Encontro um desses caminhos claramente indicado no Capítulo IV do Documento Final, intitulado: novos caminhos de conversão ecológica. Nele expressamente se afirma:
“Com a ecologia integral surge um novo paradigma de justiça, uma vez que “uma verdadeira abordagem ecológica sempre se torna uma abordagem social, que deve integrar a justiça nos debates sobre o meio ambiente, para ouvir tanto o clamor da terra como o clamor dos pobres” (LS 49). A ecologia integral, assim, conecta o exercício do cuidado da natureza com o da justiça pelos mais empobrecidos e desfavorecidos da terra, que são a opção preferida de Deus na história revelada” (nº 66)
Não tenho dúvidas de que a questão ecológica é um tema que está muito na moda e que qualquer pessoa que esteja minimamente atenta e que queira levar a vida com seriedade não pode ignorar. A atenção que todos os partidos políticos lhe dão é também disso um sinal evidente.
Para os cristãos, no entanto, não se trata, não se pode tratar, de uma mera questão de moda. A ecologia integral, indo muito para além da ecologia ambiental, convoca-nos a uma visão e ação mais alargadas, comprometendo-nos com a promoção da dignidade humana.

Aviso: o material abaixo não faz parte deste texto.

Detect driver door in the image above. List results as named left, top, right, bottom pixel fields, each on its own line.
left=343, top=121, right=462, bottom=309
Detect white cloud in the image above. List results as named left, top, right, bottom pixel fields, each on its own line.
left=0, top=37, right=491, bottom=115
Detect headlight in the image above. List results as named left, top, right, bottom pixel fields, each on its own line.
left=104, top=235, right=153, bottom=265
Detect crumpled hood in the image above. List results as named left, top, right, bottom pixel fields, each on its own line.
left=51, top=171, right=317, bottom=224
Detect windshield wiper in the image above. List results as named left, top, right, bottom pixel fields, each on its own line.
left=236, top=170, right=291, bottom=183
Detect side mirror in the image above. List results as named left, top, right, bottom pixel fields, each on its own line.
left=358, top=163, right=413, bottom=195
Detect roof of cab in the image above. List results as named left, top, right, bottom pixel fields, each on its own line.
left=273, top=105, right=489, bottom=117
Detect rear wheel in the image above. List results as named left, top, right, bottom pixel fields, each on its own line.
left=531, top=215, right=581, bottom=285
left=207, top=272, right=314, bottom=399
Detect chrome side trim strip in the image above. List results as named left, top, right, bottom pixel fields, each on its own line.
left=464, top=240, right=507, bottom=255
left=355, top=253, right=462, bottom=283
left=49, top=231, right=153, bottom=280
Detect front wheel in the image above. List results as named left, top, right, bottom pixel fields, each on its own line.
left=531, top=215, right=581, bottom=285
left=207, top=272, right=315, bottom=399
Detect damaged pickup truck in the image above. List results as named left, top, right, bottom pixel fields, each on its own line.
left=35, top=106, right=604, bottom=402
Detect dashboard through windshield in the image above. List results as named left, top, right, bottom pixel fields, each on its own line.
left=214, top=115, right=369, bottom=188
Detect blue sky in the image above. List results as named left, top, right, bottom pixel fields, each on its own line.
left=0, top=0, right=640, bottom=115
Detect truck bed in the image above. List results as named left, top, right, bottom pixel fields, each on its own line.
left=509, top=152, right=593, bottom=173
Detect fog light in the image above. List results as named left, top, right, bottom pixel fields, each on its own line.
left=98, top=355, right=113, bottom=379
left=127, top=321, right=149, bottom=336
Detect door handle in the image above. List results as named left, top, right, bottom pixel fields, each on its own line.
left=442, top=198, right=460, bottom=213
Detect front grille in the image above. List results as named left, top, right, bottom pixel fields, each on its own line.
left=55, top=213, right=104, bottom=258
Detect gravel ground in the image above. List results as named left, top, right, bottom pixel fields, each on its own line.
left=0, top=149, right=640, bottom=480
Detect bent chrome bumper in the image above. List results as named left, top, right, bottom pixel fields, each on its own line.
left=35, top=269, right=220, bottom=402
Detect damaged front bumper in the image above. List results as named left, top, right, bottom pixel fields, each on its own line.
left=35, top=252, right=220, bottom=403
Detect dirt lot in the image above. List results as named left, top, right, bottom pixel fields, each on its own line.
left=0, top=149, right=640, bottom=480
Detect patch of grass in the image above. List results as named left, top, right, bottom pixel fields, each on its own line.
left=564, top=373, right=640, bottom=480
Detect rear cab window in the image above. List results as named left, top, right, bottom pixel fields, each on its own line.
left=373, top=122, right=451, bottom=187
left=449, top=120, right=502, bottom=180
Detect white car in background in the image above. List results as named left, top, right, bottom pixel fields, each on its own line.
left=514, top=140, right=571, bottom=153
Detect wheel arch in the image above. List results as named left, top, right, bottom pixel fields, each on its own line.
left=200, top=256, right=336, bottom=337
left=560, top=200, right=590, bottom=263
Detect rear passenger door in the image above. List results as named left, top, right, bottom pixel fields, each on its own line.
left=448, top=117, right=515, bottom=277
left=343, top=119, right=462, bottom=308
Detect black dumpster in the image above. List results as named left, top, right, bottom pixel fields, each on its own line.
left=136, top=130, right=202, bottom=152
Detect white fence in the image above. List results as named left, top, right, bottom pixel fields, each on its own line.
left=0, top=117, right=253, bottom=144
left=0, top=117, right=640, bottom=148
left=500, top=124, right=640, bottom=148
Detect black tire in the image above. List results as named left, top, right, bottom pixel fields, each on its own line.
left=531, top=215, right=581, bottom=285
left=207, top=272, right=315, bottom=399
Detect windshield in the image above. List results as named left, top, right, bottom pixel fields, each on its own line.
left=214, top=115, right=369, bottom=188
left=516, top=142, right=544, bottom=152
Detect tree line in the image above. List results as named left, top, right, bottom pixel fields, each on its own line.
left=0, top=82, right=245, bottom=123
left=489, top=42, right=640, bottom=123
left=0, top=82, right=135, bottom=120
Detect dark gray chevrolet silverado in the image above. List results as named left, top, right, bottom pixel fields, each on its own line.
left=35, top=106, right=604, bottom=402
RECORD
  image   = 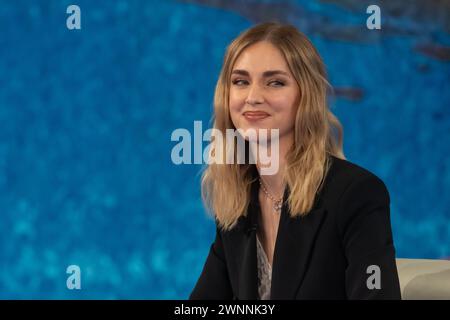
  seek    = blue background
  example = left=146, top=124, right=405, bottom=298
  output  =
left=0, top=0, right=450, bottom=299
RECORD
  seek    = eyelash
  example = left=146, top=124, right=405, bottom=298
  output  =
left=232, top=79, right=284, bottom=87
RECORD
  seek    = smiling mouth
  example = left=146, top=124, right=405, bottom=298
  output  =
left=243, top=111, right=270, bottom=121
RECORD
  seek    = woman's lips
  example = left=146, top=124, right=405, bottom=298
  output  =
left=244, top=111, right=270, bottom=121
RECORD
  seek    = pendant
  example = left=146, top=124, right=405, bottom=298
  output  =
left=273, top=201, right=283, bottom=213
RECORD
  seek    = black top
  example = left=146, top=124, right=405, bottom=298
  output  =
left=189, top=156, right=401, bottom=300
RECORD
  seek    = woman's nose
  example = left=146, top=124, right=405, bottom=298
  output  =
left=245, top=85, right=264, bottom=105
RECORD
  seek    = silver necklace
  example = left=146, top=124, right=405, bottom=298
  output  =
left=259, top=178, right=283, bottom=213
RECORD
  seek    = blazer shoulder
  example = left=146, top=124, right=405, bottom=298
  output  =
left=324, top=156, right=389, bottom=205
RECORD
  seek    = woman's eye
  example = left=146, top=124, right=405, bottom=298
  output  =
left=269, top=80, right=284, bottom=87
left=233, top=79, right=247, bottom=86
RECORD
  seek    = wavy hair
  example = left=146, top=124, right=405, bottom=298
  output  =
left=201, top=22, right=345, bottom=230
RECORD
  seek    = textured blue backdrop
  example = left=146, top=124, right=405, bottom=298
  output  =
left=0, top=0, right=450, bottom=299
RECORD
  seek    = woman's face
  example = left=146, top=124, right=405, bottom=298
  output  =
left=229, top=41, right=300, bottom=140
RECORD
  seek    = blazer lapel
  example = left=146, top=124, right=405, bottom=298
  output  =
left=229, top=174, right=326, bottom=300
left=270, top=191, right=326, bottom=300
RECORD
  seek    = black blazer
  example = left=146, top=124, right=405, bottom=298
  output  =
left=189, top=156, right=401, bottom=300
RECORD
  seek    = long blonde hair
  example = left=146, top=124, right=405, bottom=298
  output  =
left=201, top=22, right=345, bottom=230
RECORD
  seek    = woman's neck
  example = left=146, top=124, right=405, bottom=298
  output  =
left=256, top=135, right=293, bottom=198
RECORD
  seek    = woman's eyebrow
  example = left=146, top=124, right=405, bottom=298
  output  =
left=231, top=69, right=289, bottom=78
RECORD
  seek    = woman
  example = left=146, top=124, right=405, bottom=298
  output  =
left=190, top=23, right=400, bottom=299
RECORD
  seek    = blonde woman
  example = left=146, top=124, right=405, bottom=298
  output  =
left=190, top=22, right=400, bottom=300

“Para os cristãos, o interesse e a preocupação com a promoção e o respeito dos direitos humanos, tanto individuais como coletivos, não é algo opcional. O ser humano é criado à imagem e semelhança de Deus Criador e sua dignidade é inviolável. Por isso, a defesa e a promoção dos direitos humanos não é apenas um dever político ou uma tarefa social, mas também, e sobretudo, uma exigência de fé.” (Nº 70)

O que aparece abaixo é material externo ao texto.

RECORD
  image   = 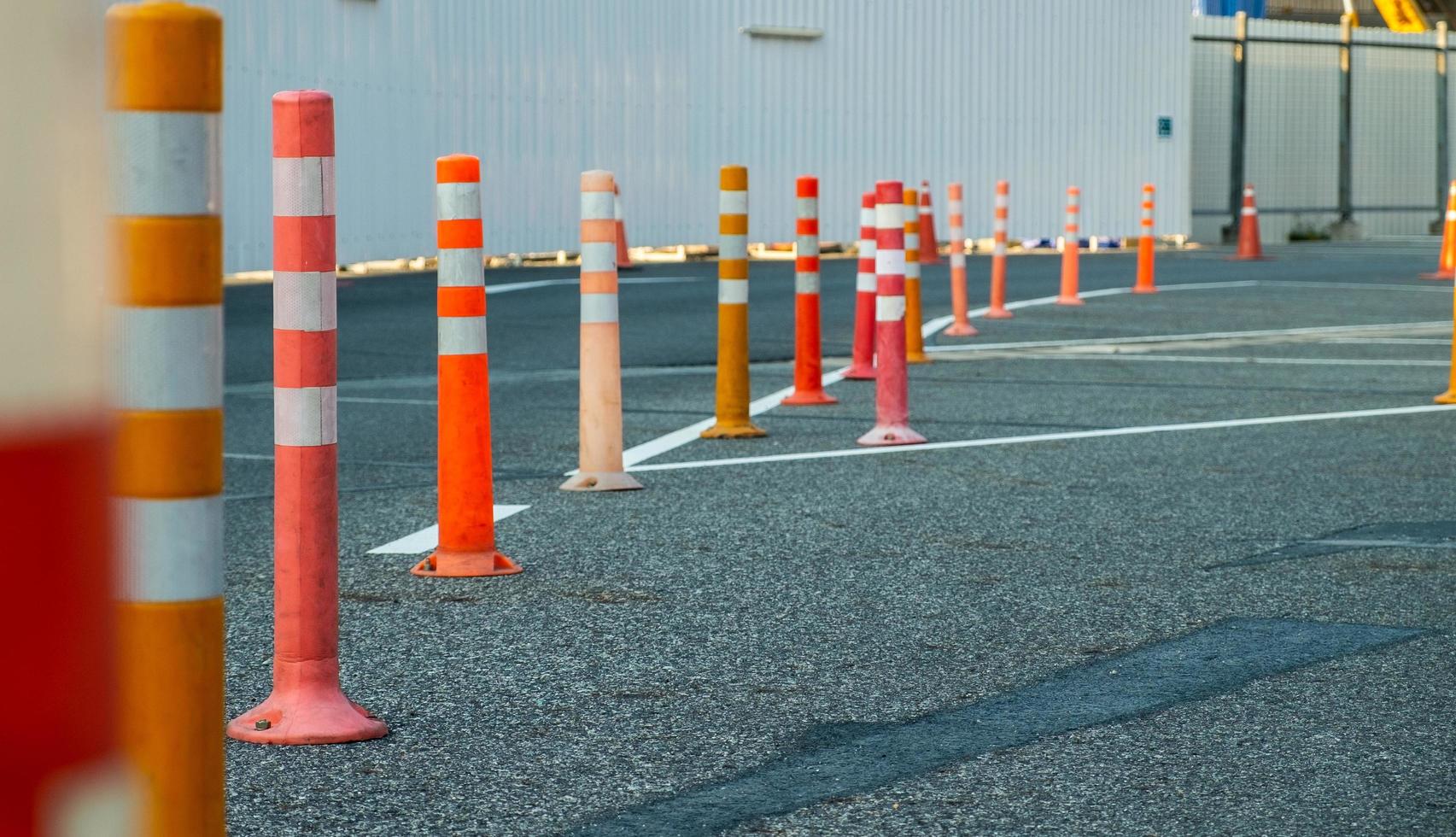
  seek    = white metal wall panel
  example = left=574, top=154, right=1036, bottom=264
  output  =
left=207, top=0, right=1192, bottom=271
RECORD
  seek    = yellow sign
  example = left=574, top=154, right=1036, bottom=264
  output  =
left=1375, top=0, right=1430, bottom=32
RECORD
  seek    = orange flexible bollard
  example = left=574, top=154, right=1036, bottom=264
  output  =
left=1057, top=186, right=1082, bottom=306
left=106, top=3, right=225, bottom=837
left=921, top=180, right=940, bottom=265
left=560, top=172, right=642, bottom=490
left=411, top=155, right=521, bottom=578
left=227, top=91, right=389, bottom=744
left=985, top=180, right=1015, bottom=320
left=903, top=186, right=930, bottom=364
left=0, top=2, right=137, bottom=837
left=611, top=178, right=636, bottom=271
left=783, top=176, right=839, bottom=407
left=945, top=184, right=977, bottom=337
left=702, top=166, right=768, bottom=438
left=1229, top=184, right=1268, bottom=262
left=1421, top=180, right=1456, bottom=279
left=1132, top=184, right=1157, bottom=294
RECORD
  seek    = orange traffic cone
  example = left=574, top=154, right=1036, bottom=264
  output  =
left=1421, top=180, right=1456, bottom=279
left=1229, top=184, right=1268, bottom=262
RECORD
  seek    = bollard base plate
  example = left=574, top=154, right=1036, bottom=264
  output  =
left=560, top=471, right=642, bottom=490
left=857, top=424, right=926, bottom=447
left=779, top=389, right=839, bottom=407
left=227, top=686, right=389, bottom=744
left=409, top=549, right=521, bottom=578
left=698, top=421, right=769, bottom=438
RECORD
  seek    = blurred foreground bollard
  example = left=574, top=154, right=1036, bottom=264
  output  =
left=0, top=0, right=137, bottom=837
left=227, top=91, right=389, bottom=744
left=106, top=3, right=225, bottom=837
left=859, top=180, right=925, bottom=446
left=560, top=172, right=642, bottom=490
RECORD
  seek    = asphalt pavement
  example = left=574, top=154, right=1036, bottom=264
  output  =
left=225, top=242, right=1456, bottom=837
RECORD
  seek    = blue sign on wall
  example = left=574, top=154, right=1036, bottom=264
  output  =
left=1198, top=0, right=1266, bottom=17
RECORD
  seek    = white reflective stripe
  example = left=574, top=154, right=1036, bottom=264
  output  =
left=272, top=157, right=333, bottom=217
left=875, top=297, right=906, bottom=323
left=581, top=242, right=617, bottom=273
left=875, top=204, right=906, bottom=230
left=116, top=495, right=223, bottom=601
left=581, top=294, right=617, bottom=323
left=437, top=248, right=485, bottom=288
left=875, top=250, right=906, bottom=277
left=437, top=314, right=489, bottom=355
left=718, top=236, right=748, bottom=259
left=274, top=271, right=339, bottom=332
left=114, top=306, right=223, bottom=411
left=718, top=279, right=748, bottom=306
left=718, top=190, right=748, bottom=215
left=581, top=192, right=617, bottom=221
left=274, top=387, right=339, bottom=447
left=108, top=110, right=223, bottom=215
left=436, top=180, right=481, bottom=221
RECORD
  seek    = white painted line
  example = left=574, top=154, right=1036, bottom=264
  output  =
left=367, top=505, right=530, bottom=554
left=926, top=315, right=1448, bottom=352
left=996, top=352, right=1450, bottom=366
left=628, top=405, right=1456, bottom=471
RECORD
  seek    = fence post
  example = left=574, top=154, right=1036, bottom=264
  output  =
left=1330, top=13, right=1360, bottom=239
left=1431, top=20, right=1452, bottom=236
left=1223, top=12, right=1249, bottom=244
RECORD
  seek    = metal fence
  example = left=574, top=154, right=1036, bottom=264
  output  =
left=1191, top=16, right=1452, bottom=242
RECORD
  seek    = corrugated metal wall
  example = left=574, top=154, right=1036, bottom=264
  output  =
left=199, top=0, right=1191, bottom=271
left=1192, top=17, right=1456, bottom=242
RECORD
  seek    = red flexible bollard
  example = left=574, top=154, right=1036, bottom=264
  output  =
left=845, top=192, right=875, bottom=380
left=227, top=91, right=389, bottom=744
left=859, top=180, right=925, bottom=446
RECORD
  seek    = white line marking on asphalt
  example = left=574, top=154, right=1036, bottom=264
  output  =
left=628, top=405, right=1456, bottom=471
left=367, top=505, right=530, bottom=554
left=996, top=352, right=1450, bottom=366
left=617, top=279, right=1258, bottom=476
left=926, top=317, right=1448, bottom=352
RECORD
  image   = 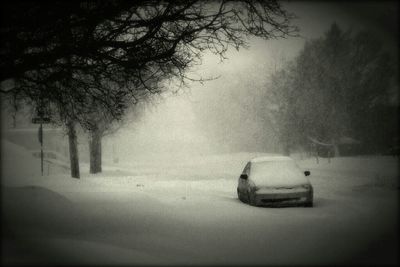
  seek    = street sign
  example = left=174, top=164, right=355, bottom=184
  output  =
left=32, top=117, right=50, bottom=124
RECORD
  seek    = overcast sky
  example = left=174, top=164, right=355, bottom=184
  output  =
left=111, top=1, right=398, bottom=157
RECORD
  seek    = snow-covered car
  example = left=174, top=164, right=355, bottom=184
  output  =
left=237, top=156, right=313, bottom=207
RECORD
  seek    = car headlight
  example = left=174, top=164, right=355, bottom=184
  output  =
left=250, top=185, right=260, bottom=192
left=302, top=184, right=311, bottom=189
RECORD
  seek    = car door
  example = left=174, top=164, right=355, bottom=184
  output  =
left=238, top=162, right=250, bottom=196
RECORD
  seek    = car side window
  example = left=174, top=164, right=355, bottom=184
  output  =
left=243, top=162, right=250, bottom=175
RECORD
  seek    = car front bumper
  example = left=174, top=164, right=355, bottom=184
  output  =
left=251, top=187, right=313, bottom=207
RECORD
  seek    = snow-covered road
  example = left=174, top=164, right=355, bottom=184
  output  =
left=2, top=143, right=398, bottom=265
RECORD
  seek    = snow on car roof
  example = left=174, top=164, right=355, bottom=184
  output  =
left=250, top=156, right=292, bottom=163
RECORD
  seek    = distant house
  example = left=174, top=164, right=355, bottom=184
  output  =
left=308, top=136, right=362, bottom=157
left=1, top=128, right=68, bottom=161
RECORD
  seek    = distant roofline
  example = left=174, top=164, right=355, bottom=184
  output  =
left=250, top=155, right=293, bottom=163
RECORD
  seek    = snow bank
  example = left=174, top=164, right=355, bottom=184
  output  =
left=2, top=142, right=398, bottom=265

Face a esta exigência onde nos situamos? Ao lado de quem estamos? Que perspetivas assumimos? Como transmitimos esta exigência? Como vamos promovendo nos nossos itinerários formativos e nas nossas comunidades este processo de conversão?
A resposta a estas questões não pode mais ser iludida ou adiada. Nessa resposta a família ocupa um papel insubstituível, pois aquilo que está em jogo implica profundas mudanças de mentalidade e estilos de vida, que não podem acontecer de um momento para o outro, se quisermos que sejam significativas e consistentes. O que está em jogo tem muito a ver com a educação das novas gerações. Já não bastam mudanças pontuais é preciso ir mais longe. Por isso o que se passou no sínodo da Amazónia pode mesmo revestir-se com os contornos da profecia. Somos chamados a perceber e integrar que conversão ecológica integral, à qual somos interpelados, e da qual decorre um novo paradigma de justiça, é mesmo uma exigência da nossa fé.